From e6ed1e1faba10f303bb16e6ac33a41f6bef06411 Mon Sep 17 00:00:00 2001
From: philippegorley <philippe.gorley@savoirfairelinux.com>
Date: Fri, 13 Jul 2018 15:37:13 -0400
Subject: [PATCH] audiobuffer: add conversion to AVFrame
MIME-Version: 1.0
Content-Type: text/plain; charset=UTF-8
Content-Transfer-Encoding: 8bit

Moves the AudioBuffer to AVFrame conversion logic outside of the
MediaEncoder, so the latter only deals with AVFrame.

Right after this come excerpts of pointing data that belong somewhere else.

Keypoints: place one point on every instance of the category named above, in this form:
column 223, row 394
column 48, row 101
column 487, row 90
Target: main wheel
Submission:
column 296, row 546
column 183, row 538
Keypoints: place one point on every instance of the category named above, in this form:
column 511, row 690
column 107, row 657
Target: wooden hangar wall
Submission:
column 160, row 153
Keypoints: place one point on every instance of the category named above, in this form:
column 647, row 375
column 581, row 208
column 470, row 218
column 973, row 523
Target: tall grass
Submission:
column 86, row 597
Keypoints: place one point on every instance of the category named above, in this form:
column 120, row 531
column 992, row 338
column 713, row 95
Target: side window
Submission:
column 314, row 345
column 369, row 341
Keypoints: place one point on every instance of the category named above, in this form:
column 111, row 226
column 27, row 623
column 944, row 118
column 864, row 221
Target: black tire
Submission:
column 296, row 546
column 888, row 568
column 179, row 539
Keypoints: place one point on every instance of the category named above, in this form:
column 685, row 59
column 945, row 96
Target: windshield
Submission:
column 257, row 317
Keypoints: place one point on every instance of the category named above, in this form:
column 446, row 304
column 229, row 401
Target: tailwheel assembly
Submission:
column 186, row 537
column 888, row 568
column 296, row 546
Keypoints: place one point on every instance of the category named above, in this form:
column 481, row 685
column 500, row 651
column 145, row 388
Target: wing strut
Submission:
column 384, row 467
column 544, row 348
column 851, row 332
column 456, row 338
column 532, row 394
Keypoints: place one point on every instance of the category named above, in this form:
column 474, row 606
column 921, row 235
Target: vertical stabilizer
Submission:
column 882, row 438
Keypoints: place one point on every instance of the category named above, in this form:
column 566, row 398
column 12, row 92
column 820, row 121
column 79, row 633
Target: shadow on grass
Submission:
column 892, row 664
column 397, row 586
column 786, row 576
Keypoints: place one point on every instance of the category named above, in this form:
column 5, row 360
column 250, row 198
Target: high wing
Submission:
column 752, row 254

Does not copy the buffer, the resulting AVFrame will simply point to the
existing buffer.

This is the first in a series of patches attempting to rid Ring of its
RingBuffer/RingBufferPool system.

Change-Id: I17c9fcdb96dc945c3eeace647303339d558bcf38
Reviewed-by: Adrien Béraud <adrien.beraud@savoirfairelinux.com>
---
 src/media/audio/audio_rtp_session.cpp | 13 ++--
 src/media/audio/audiobuffer.cpp       | 43 ++++++++++++
 src/media/audio/audiobuffer.h         |  4 ++
 src/media/media_encoder.cpp           | 99 +++++----------------------
 src/media/media_encoder.h             |  2 +-
 5 files changed, 76 insertions(+), 85 deletions(-)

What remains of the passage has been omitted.